[tensorflow]: use la ventana acoplable para compilar tensorflow desde el código fuente. El entorno en la imagen está configurado. Simplemente ejecute la compilación, configure la memoria y los parámetros de la CPU.

prefacio


El enlace original de este artículo es:
https://blog.csdn.net/freewebsys/article/details/129331455

No se puede reproducir sin el permiso del blogger.
La dirección CSDN del bloguero es: https://blog.csdn.net/freewebsys
La dirección nugget del bloguero es: https://juejin.cn/user/585379920479288
La dirección Zhihu del bloguero es: https://www.zhihu.com/ gente/freewebsystem

1. Con respecto a gpt2, antes tardó 1 hora y 20 minutos en ejecutarse en el i7 de Intel, esta vez inténtelo en la CPU de AMD


https://yanghuaiyuan.blog.csdn.net/article/details/129327664

El resultado fue trágico.
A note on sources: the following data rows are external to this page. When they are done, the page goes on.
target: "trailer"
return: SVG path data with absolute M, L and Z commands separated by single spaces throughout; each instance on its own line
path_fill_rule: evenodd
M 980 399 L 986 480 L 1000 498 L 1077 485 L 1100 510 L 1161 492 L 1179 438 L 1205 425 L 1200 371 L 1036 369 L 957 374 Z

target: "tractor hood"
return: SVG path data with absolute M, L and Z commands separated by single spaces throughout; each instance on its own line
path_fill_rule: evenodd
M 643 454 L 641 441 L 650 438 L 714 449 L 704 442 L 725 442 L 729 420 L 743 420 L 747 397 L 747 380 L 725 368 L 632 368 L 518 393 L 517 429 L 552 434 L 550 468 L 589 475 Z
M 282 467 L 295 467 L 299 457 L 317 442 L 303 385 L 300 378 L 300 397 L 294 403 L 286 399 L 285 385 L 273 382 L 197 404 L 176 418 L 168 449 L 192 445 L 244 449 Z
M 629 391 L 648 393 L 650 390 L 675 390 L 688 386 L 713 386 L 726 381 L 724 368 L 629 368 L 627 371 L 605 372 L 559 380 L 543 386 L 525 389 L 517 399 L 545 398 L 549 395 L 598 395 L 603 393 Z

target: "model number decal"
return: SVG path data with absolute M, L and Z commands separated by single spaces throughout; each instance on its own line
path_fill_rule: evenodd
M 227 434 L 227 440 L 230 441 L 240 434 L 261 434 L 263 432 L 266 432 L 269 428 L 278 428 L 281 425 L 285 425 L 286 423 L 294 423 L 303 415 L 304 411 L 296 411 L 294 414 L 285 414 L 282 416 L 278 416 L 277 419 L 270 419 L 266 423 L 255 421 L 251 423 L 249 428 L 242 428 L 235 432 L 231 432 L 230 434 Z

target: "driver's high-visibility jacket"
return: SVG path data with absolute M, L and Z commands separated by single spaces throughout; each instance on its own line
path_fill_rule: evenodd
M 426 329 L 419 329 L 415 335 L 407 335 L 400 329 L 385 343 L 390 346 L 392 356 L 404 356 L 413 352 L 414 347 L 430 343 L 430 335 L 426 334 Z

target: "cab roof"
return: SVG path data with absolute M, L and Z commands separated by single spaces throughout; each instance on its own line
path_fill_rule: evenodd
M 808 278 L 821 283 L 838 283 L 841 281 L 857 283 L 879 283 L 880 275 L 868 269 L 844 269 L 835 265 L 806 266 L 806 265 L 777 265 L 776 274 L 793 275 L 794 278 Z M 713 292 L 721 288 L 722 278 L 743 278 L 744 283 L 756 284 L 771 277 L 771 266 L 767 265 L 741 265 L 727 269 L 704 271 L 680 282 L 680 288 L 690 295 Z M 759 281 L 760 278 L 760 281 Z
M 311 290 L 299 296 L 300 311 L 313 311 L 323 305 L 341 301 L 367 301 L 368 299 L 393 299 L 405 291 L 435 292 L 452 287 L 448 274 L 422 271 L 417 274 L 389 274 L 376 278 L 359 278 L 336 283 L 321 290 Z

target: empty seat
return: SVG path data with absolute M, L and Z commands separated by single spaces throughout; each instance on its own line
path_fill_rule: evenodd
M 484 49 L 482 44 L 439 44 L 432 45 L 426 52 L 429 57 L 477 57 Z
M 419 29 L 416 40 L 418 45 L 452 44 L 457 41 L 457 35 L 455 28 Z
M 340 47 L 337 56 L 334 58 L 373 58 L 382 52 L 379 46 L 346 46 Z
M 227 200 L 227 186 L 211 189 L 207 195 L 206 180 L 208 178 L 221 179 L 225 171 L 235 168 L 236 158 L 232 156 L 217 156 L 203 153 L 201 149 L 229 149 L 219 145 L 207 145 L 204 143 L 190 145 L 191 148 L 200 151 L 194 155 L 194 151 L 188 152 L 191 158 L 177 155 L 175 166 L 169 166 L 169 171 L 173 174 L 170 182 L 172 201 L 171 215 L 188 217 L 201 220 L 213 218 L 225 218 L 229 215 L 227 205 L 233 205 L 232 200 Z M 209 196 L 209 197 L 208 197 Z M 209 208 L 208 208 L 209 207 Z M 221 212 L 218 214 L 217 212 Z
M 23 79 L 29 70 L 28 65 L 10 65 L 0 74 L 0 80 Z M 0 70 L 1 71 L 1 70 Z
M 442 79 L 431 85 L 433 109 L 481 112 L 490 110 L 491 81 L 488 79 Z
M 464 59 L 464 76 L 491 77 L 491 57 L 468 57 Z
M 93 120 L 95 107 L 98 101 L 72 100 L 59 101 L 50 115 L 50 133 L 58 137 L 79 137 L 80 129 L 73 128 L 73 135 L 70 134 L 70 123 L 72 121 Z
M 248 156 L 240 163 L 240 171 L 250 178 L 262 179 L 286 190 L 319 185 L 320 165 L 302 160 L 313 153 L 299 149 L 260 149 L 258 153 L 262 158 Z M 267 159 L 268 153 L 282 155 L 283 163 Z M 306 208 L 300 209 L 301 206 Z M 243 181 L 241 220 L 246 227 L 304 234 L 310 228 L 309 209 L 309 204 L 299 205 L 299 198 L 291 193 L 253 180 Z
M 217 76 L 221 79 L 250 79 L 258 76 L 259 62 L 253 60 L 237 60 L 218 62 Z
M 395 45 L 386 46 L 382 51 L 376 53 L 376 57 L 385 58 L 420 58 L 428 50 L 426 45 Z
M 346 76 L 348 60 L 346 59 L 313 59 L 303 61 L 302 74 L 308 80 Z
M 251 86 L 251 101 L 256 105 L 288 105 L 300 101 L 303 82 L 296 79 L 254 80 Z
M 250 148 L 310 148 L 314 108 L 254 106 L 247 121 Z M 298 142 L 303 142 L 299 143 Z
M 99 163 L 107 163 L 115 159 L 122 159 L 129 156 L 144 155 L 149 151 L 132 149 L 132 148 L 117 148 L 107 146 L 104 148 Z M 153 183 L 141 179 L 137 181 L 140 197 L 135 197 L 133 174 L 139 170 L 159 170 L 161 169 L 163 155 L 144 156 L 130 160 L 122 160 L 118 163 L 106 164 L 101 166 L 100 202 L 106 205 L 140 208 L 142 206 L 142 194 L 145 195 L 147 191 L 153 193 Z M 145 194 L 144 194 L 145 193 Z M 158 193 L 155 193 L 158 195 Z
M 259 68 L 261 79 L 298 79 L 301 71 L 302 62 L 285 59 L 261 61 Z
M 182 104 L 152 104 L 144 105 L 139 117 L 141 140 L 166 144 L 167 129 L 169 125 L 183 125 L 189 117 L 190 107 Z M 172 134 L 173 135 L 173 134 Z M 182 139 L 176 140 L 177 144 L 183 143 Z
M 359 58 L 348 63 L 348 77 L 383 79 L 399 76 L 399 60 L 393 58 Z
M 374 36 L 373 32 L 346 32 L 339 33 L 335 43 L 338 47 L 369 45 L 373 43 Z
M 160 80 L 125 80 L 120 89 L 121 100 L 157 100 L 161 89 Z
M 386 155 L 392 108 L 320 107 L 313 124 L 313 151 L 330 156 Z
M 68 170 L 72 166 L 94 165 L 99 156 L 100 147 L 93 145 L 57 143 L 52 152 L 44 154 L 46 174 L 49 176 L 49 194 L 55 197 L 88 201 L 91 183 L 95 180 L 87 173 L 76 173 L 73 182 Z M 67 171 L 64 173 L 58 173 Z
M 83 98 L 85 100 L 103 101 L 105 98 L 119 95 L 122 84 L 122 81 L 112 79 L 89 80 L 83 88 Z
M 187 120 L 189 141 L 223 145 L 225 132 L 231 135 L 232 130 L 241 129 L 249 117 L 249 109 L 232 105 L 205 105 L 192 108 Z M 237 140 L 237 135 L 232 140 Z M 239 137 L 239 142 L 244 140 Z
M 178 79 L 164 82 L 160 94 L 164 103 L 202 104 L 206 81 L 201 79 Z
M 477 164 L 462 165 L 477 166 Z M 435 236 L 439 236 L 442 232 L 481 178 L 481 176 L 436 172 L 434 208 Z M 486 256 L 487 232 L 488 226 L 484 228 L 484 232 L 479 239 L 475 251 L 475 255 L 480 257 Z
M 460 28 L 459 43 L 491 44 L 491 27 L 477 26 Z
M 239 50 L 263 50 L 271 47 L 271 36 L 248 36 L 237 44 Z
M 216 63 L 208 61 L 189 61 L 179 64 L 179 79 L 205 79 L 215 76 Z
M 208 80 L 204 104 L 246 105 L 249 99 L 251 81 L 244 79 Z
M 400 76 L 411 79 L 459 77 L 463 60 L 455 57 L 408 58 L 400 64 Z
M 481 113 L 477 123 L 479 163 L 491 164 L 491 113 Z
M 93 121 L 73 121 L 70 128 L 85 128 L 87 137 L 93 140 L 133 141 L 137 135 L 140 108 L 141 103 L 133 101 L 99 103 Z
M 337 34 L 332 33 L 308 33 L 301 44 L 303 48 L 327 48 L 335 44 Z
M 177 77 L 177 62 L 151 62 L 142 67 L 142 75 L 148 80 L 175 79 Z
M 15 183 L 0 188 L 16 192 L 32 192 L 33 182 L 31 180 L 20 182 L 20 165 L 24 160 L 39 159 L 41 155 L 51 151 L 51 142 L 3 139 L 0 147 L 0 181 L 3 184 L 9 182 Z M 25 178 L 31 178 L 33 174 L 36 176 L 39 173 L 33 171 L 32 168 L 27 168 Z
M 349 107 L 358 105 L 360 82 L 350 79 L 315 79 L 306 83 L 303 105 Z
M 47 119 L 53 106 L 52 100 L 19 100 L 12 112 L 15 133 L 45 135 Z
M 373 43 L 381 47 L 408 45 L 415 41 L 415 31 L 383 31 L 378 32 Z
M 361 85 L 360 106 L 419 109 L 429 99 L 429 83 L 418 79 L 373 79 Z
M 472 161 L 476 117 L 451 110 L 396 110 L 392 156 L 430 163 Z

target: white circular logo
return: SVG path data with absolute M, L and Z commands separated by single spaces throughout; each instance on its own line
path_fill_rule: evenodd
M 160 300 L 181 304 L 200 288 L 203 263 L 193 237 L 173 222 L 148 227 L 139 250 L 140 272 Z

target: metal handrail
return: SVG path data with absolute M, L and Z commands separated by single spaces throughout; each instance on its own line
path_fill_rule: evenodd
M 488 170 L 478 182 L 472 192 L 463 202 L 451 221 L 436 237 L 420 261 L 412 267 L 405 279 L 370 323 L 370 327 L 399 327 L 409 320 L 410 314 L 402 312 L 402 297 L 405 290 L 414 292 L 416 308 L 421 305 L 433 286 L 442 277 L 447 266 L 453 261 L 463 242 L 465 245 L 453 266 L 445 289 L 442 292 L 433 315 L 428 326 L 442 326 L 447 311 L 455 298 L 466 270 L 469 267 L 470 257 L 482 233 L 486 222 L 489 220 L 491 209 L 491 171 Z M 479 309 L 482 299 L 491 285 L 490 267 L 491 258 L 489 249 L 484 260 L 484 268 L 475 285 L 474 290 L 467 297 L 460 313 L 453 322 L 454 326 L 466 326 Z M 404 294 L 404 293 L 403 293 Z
El modelo se entrenó una vez y se lanzó. El modelo predeterminado no parece admitir AMD CPU.

# time python demo.py 
2023-03-04 01:10:38.853476: I tensorflow/core/platform/cpu_feature_guard.cc:193] This TensorFlow binary is optimized with oneAPI Deep Neural Network Library (oneDNN) to use the following CPU instructions in performance-critical operations:  AVX2 FMA
To enable them in other operations, rebuild TensorFlow with the appropriate compiler flags.
2023-03-04 01:10:40.558346: I tensorflow/core/platform/cpu_feature_guard.cc:193] This TensorFlow binary is optimized with oneAPI Deep Neural Network Library (oneDNN) to use the following CPU instructions in performance-critical operations:  AVX2 FMA
To enable them in other operations, rebuild TensorFlow with the appropriate compiler flags.
########### init start ###########
2023-03-04 01:10:48.376120: I tensorflow/compiler/mlir/mlir_graph_optimization_pass.cc:357] MLIR V1 optimization pass is not enabled
Loading checkpoint models/124M/model.ckpt
Loading dataset...
100%|███████████████████████████████████████████████████████████████████████████████████████████████| 1/1 [00:01<00:00,  1.19s/it]
dataset has 338025 tokens
Training...
[1 | 35.05] loss=4.39 avg=4.39
Killed

real	1m16.797s
user	11m24.346s
sys	1m55.479s

Como resultado, salió directamente. Pero no importa, simplemente vuelva a compilar y, de paso, resuelva el problema de la CPU.

2. Usa la ventana acoplable para compilar TensorFlow


Consulte directamente la documentación china oficial de goolge:
https://tensorflow.google.cn/install/docker?hl=zh-cn

Se debe prestar especial atención aquí, con devel es la última compilación de código fuente de TensorFlow que solo admite paquetes de CPU.
No contiene una biblioteca de tensorflow, que es muy grande.

docker pull tensorflow/tensorflow:devel
docker pull tensorflow/tensorflow:devel-gpu
docker run --name tfbuild -itd -v $PWD:/mnt \
    -e HOST_PERMS="$(id -u):$(id -g)" tensorflow/tensorflow:devel

Luego inicie sesión en el contenedor para la compilación. Esto se puede hacer poco a poco de acuerdo con el manual de operación en el sitio web oficial.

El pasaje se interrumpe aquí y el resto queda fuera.